Working in a building that has been occupied by a single company for 30+ years, I’m always scoping for odd and old equipment that has failed to be discarded. This caught my eye the other day, as all vintage-looking keyboards do.
This is a Ultratec Supercom 4400 from circa 1996. It is a TTY, used by deaf people to make phone calls.
The machine is in good shape for a piece of 20 year old equipment. It has minimal yellowing on the case. While it is significantly outdated technology, I think the design is beautiful.
Removing a couple keycaps, the keyboard on the machine is (as expected) mechanical. More on that below.
Removal of the case shows us a 20 character LED display, signal indicator lamp and LEDs, and a confirmation that the keyswitches are PCB mount.

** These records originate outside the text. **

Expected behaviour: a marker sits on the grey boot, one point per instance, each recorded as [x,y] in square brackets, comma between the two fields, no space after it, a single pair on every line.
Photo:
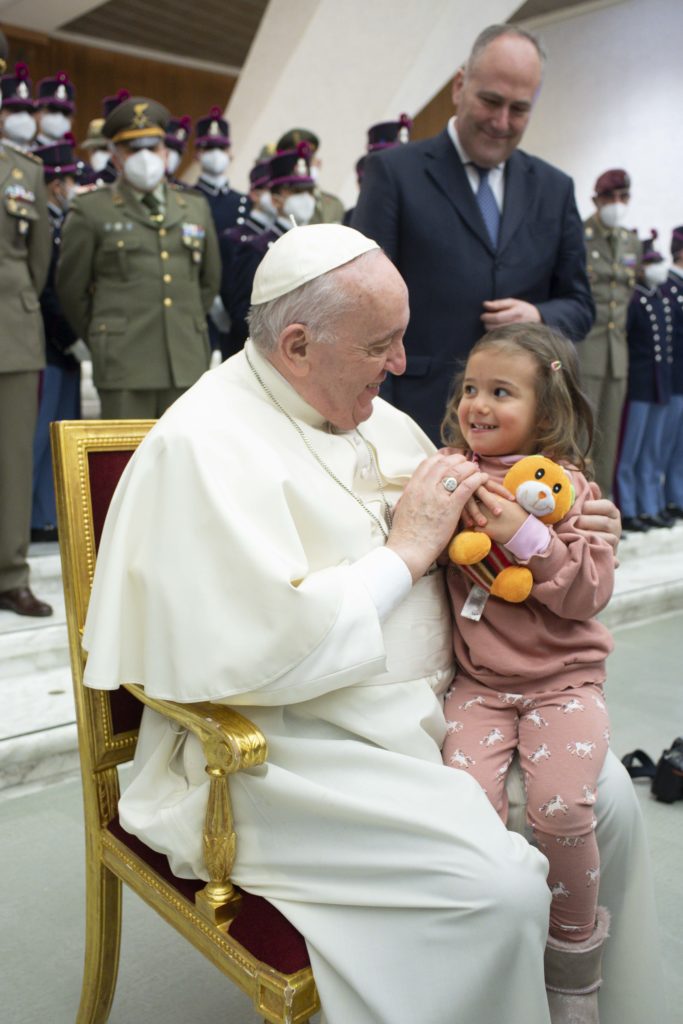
[573,976]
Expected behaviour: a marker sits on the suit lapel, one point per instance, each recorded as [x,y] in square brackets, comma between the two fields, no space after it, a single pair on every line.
[519,188]
[5,167]
[176,207]
[444,168]
[127,200]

The keyswitches as said above are mechanical. They are a smooth, but very heavy linear switch. I was impressed that a linear switch could remain so smooth after so long. They appear at first glance to be Cherry MX. From the exterior I had my doubts. Unlike typical Cherry switches, there is no hole for LEDs, and no Cherry embossed on the top of the switch housing. In addition, the only white sliders Cherry has made (that I’m aware of) are tactile, not linear.
The pinout is identical to PCB mount Cherry MX.

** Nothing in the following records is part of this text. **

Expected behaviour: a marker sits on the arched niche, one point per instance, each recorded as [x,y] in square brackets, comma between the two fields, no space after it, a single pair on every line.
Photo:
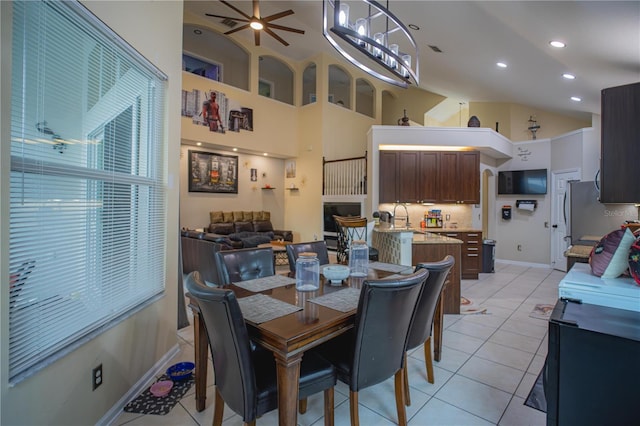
[364,97]
[309,84]
[339,86]
[214,56]
[275,79]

Time to disassemble a switch and see what it is!
First the switch top. Unlike Cherry corp, these have two vertical shafts on either side as opposed to a slider channel.
The sliders are different from Cherry as well. Here we see holes for the shafts to slide in to, as opposed to the channel guides.

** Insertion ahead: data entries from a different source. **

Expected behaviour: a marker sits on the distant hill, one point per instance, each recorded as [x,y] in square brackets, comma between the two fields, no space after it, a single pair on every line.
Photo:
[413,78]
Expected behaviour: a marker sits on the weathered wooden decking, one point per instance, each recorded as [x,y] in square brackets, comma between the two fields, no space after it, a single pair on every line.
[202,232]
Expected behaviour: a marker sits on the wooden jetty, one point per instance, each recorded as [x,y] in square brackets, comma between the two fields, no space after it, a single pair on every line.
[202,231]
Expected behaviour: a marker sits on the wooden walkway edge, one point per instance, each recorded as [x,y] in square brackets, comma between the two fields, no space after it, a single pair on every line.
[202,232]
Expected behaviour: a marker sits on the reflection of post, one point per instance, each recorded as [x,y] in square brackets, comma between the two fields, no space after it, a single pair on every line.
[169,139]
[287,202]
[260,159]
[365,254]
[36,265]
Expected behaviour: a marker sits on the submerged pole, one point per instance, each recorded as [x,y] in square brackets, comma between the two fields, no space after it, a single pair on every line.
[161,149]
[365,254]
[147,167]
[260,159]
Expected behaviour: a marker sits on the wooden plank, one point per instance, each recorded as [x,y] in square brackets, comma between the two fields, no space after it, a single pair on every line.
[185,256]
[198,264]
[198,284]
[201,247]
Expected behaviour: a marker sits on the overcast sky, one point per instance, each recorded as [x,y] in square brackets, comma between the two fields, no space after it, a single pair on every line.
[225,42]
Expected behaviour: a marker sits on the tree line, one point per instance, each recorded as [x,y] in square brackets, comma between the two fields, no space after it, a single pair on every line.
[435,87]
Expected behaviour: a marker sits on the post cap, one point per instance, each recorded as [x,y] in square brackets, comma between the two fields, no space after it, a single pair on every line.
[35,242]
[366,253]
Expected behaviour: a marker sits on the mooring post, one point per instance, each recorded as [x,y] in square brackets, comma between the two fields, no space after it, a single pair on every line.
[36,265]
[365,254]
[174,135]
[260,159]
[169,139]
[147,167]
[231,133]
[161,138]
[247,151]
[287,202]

Here is the slider removed from the switch. I apologize for poor picture quality. The design is simpler than Cherry’s. Specifically the legs have no overhang at the bottom, thus the switch seems to have a slightly shorter travel distance than the real deal.
After posting these to Reddit, the switches were positively identified as Taiwan jet axis clones. Being that the board is from circa 1996, these clones predate modern-day Cherry clones like Gateron and Kaihl by over a decade.
Keycaps on this board appear to be OEM profile, with dyesub printed legends. I would presume that they are PBT plastic, as they exhibit no yellowing.
Overall a very interesting piece of vintage equipment.